The research paper, Putting a Value on Your Value: Quantifying Vanguard Advisor Alpha, examines the individual best practices within the advisor’s Alpha framework and quantifies the value advisors can add relative to others who are not employing such practices.
 
“We believe advisors have the opportunity to meaningfully improve investor outcomes, and we are pleased to be able to provide advisors a mechanism to demonstrate their value to clients in a quantifiable manner,” says Francis Kinniry Jr, one of the study’s authors and a principal in Vanguard’s investment strategy group. “As the industry continues to evolve from a commission-based to a fee-based model, advisors who successfully explain their value have more time to serve clients, leading to increased client satisfaction and retention.”
 
Calculating how much an advisor can add in net returns is based largely on their approach to five wealth management principles. Although the exact amount may vary depending on client circumstances and implementation, an advisor can add value by:
 
· Being an effective behavioural coach. Helping clients maintain a long-term perspective and a disciplined approach is arguably one of the most important elements of financial advice. (Potential value add: up to 1.50 per cent.)
 
· Applying an asset location strategy. The allocation of assets between taxable and tax-advantaged accounts is one tool an advisor can employ that can add value each year. (Potential value add: from 0 per cent to 0.75 per cent.)
 
· Employing cost-effective investments. This critical component of every advisor’s tool kit is based on simple math: Gross return less costs equals net return. (Potential value add: up to 0.45 per cent.)
 
· Maintaining the proper allocation through rebalancing. Over time, as its investments produce various returns, a portfolio will likely drift from its target allocation. An advisor can add value by ensuring the portfolio’s risk/return characteristics stay consistent with a client’s preferences. (Potential value add: up to 0.35 per cent.)
 
· Implementing a spending strategy.

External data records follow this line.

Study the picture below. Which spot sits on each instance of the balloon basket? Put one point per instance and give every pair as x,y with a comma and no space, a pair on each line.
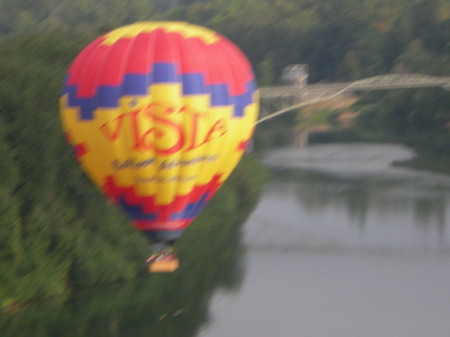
163,266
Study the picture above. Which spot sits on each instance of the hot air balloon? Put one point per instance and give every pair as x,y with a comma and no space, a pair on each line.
158,115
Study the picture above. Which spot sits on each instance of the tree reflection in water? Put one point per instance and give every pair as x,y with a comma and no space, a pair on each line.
163,305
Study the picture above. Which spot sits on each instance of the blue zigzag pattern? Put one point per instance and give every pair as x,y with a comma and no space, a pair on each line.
137,84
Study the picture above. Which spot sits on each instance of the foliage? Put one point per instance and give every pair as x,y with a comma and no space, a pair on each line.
57,232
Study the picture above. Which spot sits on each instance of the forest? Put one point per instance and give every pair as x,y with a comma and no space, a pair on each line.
53,237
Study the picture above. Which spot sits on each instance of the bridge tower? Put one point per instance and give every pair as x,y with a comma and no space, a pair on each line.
297,76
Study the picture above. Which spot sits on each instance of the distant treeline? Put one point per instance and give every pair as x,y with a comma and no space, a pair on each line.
57,232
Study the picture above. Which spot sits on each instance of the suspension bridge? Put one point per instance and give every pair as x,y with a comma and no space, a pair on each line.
298,96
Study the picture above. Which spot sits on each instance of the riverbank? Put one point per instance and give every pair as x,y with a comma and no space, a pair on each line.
351,160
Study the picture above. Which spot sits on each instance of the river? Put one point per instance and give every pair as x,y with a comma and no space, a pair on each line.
342,243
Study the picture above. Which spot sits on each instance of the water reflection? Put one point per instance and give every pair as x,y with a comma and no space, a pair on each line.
338,199
165,305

As the retiree population grows, an advisor can help clients make important decisions about how to spend from their portfolios. (Potential value add: up to 0.70 per cent.)
 
How an advisor approaches two additional principles, asset allocation and total return versus income investing, can also add value, but are too unique to each investor to quantify.
 
Vanguard Advisor’s Alpha framework incorporates all of these principles, making it possible for advisors to add up to about three per cent in net returns for their clients.